Konfliktherd auf hoher See
Nachbarstaaten fürchten, dass die Parteiführung in Peking damit Tatsachen schafft, die die Machtbalance in der Region dauerhaft verändern könnten. Durch das fragliche Seegebiet führen auch wichtige Schifffahrtsrouten, die für den Welthandel von großer Bedeutung sind. Die militärische Aufrüstung dürfte das Verhältnis der Großmächte weiter belasten: Die Beziehungen zwischen den USA und China sind derzeit wegen des Handelsstreits von US-Präsident Donald Trump ohnehin bereits angespannt.

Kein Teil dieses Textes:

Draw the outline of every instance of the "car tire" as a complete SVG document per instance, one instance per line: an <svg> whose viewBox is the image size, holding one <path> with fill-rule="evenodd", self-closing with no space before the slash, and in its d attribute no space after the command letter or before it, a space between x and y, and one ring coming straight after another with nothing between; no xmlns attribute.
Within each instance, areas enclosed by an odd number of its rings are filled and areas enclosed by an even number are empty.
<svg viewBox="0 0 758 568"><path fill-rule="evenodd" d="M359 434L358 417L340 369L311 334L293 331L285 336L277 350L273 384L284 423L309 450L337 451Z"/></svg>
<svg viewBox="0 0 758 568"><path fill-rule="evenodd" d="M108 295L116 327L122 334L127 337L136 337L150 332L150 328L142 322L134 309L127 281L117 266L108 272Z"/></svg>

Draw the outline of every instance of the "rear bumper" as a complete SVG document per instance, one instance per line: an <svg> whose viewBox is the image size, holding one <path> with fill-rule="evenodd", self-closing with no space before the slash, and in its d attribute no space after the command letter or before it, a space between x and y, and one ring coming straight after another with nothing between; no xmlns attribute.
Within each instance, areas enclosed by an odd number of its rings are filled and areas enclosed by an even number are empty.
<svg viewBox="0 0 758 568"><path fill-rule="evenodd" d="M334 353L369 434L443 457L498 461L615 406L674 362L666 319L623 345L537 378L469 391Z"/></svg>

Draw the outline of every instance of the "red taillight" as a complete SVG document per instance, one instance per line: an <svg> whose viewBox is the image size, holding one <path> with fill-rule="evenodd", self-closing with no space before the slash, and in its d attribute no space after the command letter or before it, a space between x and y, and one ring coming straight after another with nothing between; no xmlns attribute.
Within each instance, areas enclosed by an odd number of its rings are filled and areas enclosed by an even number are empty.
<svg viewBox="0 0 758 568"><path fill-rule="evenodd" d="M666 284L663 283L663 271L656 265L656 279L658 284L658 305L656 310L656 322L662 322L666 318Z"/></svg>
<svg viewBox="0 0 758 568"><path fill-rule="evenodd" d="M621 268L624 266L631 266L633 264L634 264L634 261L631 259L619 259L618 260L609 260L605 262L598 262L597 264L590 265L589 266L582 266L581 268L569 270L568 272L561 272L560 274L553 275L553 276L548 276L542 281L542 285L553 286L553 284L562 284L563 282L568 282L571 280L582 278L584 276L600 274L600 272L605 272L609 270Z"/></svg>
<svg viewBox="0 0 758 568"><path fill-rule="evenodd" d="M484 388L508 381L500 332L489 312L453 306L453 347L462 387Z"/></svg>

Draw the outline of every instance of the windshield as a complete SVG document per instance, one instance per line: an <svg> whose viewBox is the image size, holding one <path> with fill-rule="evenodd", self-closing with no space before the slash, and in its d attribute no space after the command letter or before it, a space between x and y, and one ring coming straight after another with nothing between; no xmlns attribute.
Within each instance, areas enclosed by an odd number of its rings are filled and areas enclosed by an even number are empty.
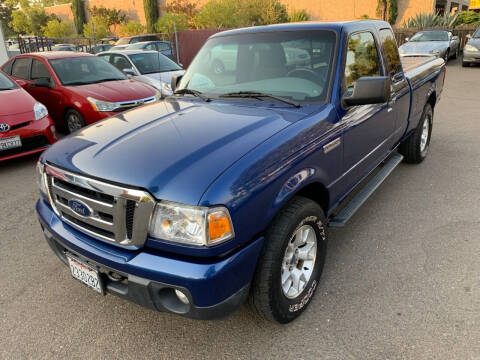
<svg viewBox="0 0 480 360"><path fill-rule="evenodd" d="M175 62L160 53L129 55L130 60L142 75L182 70Z"/></svg>
<svg viewBox="0 0 480 360"><path fill-rule="evenodd" d="M253 91L322 102L328 95L335 43L335 33L327 30L214 37L190 64L178 89L210 97Z"/></svg>
<svg viewBox="0 0 480 360"><path fill-rule="evenodd" d="M120 70L96 56L50 60L50 64L65 86L126 79Z"/></svg>
<svg viewBox="0 0 480 360"><path fill-rule="evenodd" d="M6 77L0 72L0 91L12 90L12 89L15 89L16 87L17 86L13 81L11 81L8 77Z"/></svg>
<svg viewBox="0 0 480 360"><path fill-rule="evenodd" d="M410 41L448 41L448 32L446 31L425 31L416 33Z"/></svg>

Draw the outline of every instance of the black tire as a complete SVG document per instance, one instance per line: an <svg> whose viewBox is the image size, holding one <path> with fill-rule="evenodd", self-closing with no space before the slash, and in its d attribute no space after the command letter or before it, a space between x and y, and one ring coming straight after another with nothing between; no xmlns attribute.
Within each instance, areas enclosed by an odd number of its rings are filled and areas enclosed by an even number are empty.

Die neue Einschätzung zur Ausrichtung der chinesischen Manöver stammen aus dem jüngsten Jahresbericht des Pentagon zur militärischen Lage in der Volksrepublik. US-Geheimdienste halten die Entwicklungen dort genau im Blick. Der Bericht geht davon aus, dass der offizielle Wehretat Chinas bis 2028 trotz eines sich verlangsamenden Wirtschaftswachstums auf mehr als 240 Milliarden Dollar (210 Milliarden Euro) anwachsen dürfte.

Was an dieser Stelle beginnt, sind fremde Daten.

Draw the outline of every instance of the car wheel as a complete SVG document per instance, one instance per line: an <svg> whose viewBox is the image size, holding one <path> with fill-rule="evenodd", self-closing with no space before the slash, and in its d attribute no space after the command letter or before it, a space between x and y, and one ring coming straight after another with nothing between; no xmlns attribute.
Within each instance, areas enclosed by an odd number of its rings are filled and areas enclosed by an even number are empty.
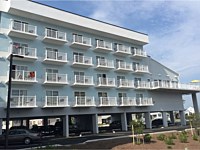
<svg viewBox="0 0 200 150"><path fill-rule="evenodd" d="M31 143L31 139L30 138L25 138L24 139L24 144L29 145Z"/></svg>

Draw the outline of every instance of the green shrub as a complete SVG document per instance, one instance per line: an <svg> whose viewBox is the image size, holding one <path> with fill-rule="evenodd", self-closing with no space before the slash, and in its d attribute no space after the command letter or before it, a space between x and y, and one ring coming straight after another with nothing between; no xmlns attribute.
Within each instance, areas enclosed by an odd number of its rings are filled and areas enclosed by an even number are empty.
<svg viewBox="0 0 200 150"><path fill-rule="evenodd" d="M150 134L145 134L144 135L144 142L151 142L151 135Z"/></svg>
<svg viewBox="0 0 200 150"><path fill-rule="evenodd" d="M164 134L159 134L159 135L157 136L157 139L160 140L160 141L164 141L165 138L166 138L166 136L165 136Z"/></svg>
<svg viewBox="0 0 200 150"><path fill-rule="evenodd" d="M187 137L187 134L185 134L185 132L181 132L179 134L179 140L181 143L187 143L187 139L188 137Z"/></svg>
<svg viewBox="0 0 200 150"><path fill-rule="evenodd" d="M174 145L173 139L170 137L165 138L165 144Z"/></svg>
<svg viewBox="0 0 200 150"><path fill-rule="evenodd" d="M194 134L194 135L192 136L192 139L195 140L195 141L198 141L198 136L197 136L196 134Z"/></svg>
<svg viewBox="0 0 200 150"><path fill-rule="evenodd" d="M168 145L168 146L167 146L167 149L172 149L172 146Z"/></svg>
<svg viewBox="0 0 200 150"><path fill-rule="evenodd" d="M176 135L174 133L172 133L170 136L169 136L171 139L177 139Z"/></svg>

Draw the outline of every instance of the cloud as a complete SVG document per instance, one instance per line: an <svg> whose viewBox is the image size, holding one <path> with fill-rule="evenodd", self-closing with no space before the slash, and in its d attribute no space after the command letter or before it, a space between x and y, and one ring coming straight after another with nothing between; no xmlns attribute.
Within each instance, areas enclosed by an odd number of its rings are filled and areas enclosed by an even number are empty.
<svg viewBox="0 0 200 150"><path fill-rule="evenodd" d="M183 81L199 77L200 2L105 1L92 5L95 9L90 17L149 34L148 54L180 73Z"/></svg>

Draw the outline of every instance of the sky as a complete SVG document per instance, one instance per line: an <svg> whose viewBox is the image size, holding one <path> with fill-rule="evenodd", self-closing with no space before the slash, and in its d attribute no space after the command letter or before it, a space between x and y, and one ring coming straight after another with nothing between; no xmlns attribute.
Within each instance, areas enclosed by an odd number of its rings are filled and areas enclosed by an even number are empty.
<svg viewBox="0 0 200 150"><path fill-rule="evenodd" d="M198 0L34 1L146 33L149 36L149 44L144 46L144 49L148 55L178 72L182 83L200 80ZM191 105L190 97L184 97L186 108Z"/></svg>

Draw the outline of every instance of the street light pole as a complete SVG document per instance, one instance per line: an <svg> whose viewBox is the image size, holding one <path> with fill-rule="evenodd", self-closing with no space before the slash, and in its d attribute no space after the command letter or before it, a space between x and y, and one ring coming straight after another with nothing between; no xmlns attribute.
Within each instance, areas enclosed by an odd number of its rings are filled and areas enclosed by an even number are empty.
<svg viewBox="0 0 200 150"><path fill-rule="evenodd" d="M10 67L9 67L9 80L8 80L8 97L7 97L7 109L6 109L6 136L5 136L5 149L8 149L8 134L9 134L9 122L10 122L10 95L11 95L11 82L12 82L12 64L13 57L24 58L19 55L10 55Z"/></svg>

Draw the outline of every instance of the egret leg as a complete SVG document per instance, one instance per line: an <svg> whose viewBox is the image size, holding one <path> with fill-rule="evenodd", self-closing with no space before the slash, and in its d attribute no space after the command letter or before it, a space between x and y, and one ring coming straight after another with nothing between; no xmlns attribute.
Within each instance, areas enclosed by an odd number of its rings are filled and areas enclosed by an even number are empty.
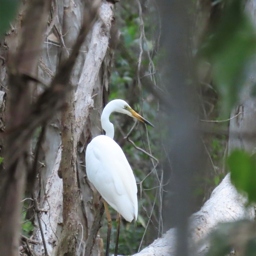
<svg viewBox="0 0 256 256"><path fill-rule="evenodd" d="M118 249L118 240L119 238L119 230L120 230L120 222L121 221L121 216L117 212L117 218L116 218L116 248L115 249L115 256L117 256Z"/></svg>
<svg viewBox="0 0 256 256"><path fill-rule="evenodd" d="M110 234L111 232L111 228L112 227L112 221L108 207L107 202L103 199L103 203L105 208L105 211L107 214L107 219L108 220L108 237L107 240L107 248L106 248L106 256L109 256L109 244L110 243Z"/></svg>

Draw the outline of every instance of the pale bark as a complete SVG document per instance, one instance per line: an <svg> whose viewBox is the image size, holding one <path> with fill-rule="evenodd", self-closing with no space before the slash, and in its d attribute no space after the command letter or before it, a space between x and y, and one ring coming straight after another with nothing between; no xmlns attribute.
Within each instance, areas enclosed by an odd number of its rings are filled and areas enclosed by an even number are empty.
<svg viewBox="0 0 256 256"><path fill-rule="evenodd" d="M247 201L231 184L230 175L228 174L201 209L190 218L191 244L197 245L192 246L193 251L196 252L195 255L203 255L207 251L209 242L205 239L218 223L254 219L255 208L246 208L244 205ZM134 255L174 255L176 232L175 228L170 229L162 237Z"/></svg>
<svg viewBox="0 0 256 256"><path fill-rule="evenodd" d="M6 115L5 131L7 132L4 143L5 166L4 168L2 166L0 169L1 255L19 255L21 201L30 167L32 136L28 136L22 143L23 147L20 148L19 144L21 136L15 137L14 131L22 130L20 126L26 119L31 107L34 85L29 79L25 77L26 75L36 76L36 67L51 2L50 0L34 0L28 3L22 20L19 46L12 54L9 53L11 57L9 60L9 91Z"/></svg>
<svg viewBox="0 0 256 256"><path fill-rule="evenodd" d="M76 93L76 127L74 137L77 140L90 109L93 106L93 100L91 96L108 46L109 32L113 19L113 4L109 3L102 3L100 10L100 18L92 29L92 39ZM43 225L43 228L48 253L50 255L53 255L54 247L58 244L55 233L57 230L58 220L61 218L60 214L62 207L62 182L57 173L61 158L61 147L60 146L52 173L47 181L42 206L43 209L48 211L47 214L42 214L41 218L45 223ZM41 240L38 228L36 231L36 239ZM34 248L40 254L43 252L41 244L35 245Z"/></svg>

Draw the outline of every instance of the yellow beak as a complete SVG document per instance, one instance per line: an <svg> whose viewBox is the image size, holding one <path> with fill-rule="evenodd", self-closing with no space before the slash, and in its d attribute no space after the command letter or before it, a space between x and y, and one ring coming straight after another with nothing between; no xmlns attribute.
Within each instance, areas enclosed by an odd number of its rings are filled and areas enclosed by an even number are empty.
<svg viewBox="0 0 256 256"><path fill-rule="evenodd" d="M155 127L150 122L148 122L148 121L145 119L144 117L143 117L139 115L137 112L136 112L132 108L129 109L129 110L134 117L137 118L137 119L139 120L140 122L152 126L152 127Z"/></svg>

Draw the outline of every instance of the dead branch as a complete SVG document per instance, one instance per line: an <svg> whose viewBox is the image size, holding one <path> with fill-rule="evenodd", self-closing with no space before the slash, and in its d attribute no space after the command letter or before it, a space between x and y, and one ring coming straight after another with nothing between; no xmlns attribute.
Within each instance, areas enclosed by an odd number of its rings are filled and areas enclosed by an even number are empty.
<svg viewBox="0 0 256 256"><path fill-rule="evenodd" d="M30 238L27 237L25 236L22 235L20 236L20 239L22 241L28 241L28 243L30 244L38 244L40 242L37 241L36 240L33 240L33 239L30 239Z"/></svg>
<svg viewBox="0 0 256 256"><path fill-rule="evenodd" d="M91 96L108 44L113 8L113 4L110 3L103 2L101 3L100 8L100 18L95 23L92 29L92 39L75 93L76 127L74 130L74 137L77 138L77 140L89 115L90 108L93 106L93 100ZM60 146L52 172L47 180L45 199L43 202L43 208L49 209L49 214L47 215L44 214L41 216L46 226L50 227L46 230L43 227L48 252L50 255L53 253L56 245L57 238L55 234L62 207L62 182L57 173L61 155ZM38 239L40 236L38 229L36 233L36 237ZM43 249L41 245L35 245L34 248L36 252L41 253Z"/></svg>
<svg viewBox="0 0 256 256"><path fill-rule="evenodd" d="M38 207L38 202L37 202L37 199L36 199L36 193L34 191L32 192L32 196L33 197L33 200L34 201L35 211L36 214L36 217L37 217L37 221L38 221L38 226L39 226L39 228L40 229L40 232L41 233L41 237L42 237L42 241L43 241L43 244L44 245L44 255L45 256L49 256L49 255L48 254L48 252L47 252L47 247L46 246L45 240L44 239L44 232L43 228L42 228L42 224L41 223L41 220L40 213L40 211L39 210L39 208ZM26 242L27 243L27 241L26 241Z"/></svg>
<svg viewBox="0 0 256 256"><path fill-rule="evenodd" d="M27 171L30 166L30 137L23 141L22 149L13 151L16 139L13 133L30 109L31 89L29 76L35 76L51 0L31 0L22 20L20 44L11 58L5 132L5 169L1 168L0 187L0 254L17 255L20 236L20 201L24 193ZM15 147L14 148L15 148ZM13 154L15 157L12 157Z"/></svg>
<svg viewBox="0 0 256 256"><path fill-rule="evenodd" d="M204 255L209 249L207 236L218 223L236 221L255 217L254 207L246 208L246 198L239 194L231 184L228 174L212 192L211 197L201 209L190 217L191 248L195 255ZM177 232L171 228L163 236L134 256L174 255Z"/></svg>
<svg viewBox="0 0 256 256"><path fill-rule="evenodd" d="M104 213L104 204L101 198L100 201L100 204L97 210L97 213L92 223L89 236L86 241L84 256L91 256L92 255L92 248L95 243L97 234L102 226L101 220L103 214Z"/></svg>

Das Verteidigungsbudget Pekings hatte den US-Schätzungen zufolge zuletzt die Marke von 190 Milliarden Dollar (170 Milliarden Euro) überschritten. Zum Vergleich: Im jüngst beschlossenen Etatentwurf aus Washington sind für die US-Streitkräfte Ausgaben in Höhe von insgesamt 716 Milliarden Dollar vorgesehen.
Wettrüsten im Weltraum?
Sorgen bereitet den US-Strategen neben dem erwarteten Anstieg der chinesischen Rüstungsausgaben jedoch, dass die Volksrepublik neben ihren konventionellen Fähigkeiten auch große Ambitionen in zukunftsträchtigen Hightech-Bereichen hegt. China verstärke weiter seine militärischen Fähigkeiten im Weltraum, obwohl es sich offiziell gegen eine Militarisierung des Alls wende, warnen die Experten.
China bemüht sich seit Jahren, seinen politischen und militärischen Einfluss weltweit auszudehnen. Ein sichtbares Zeichen dieser Bemühungen erkennen Beobachter unter anderem im Aufbau einer Flotte an Flugzeugträgern nach US-Vorbild. Bislang liegen die Vereinigten Staaten mit ihrer Flotte an elf Supercarriern auf diesem Gebiet noch mit großem Abstand vorn. Peking konnte vergangenes Jahr erst seinen zweiten Flugzeugträger auf Testfahrt schicken, baut aber an weiteren Großkampfschiffen.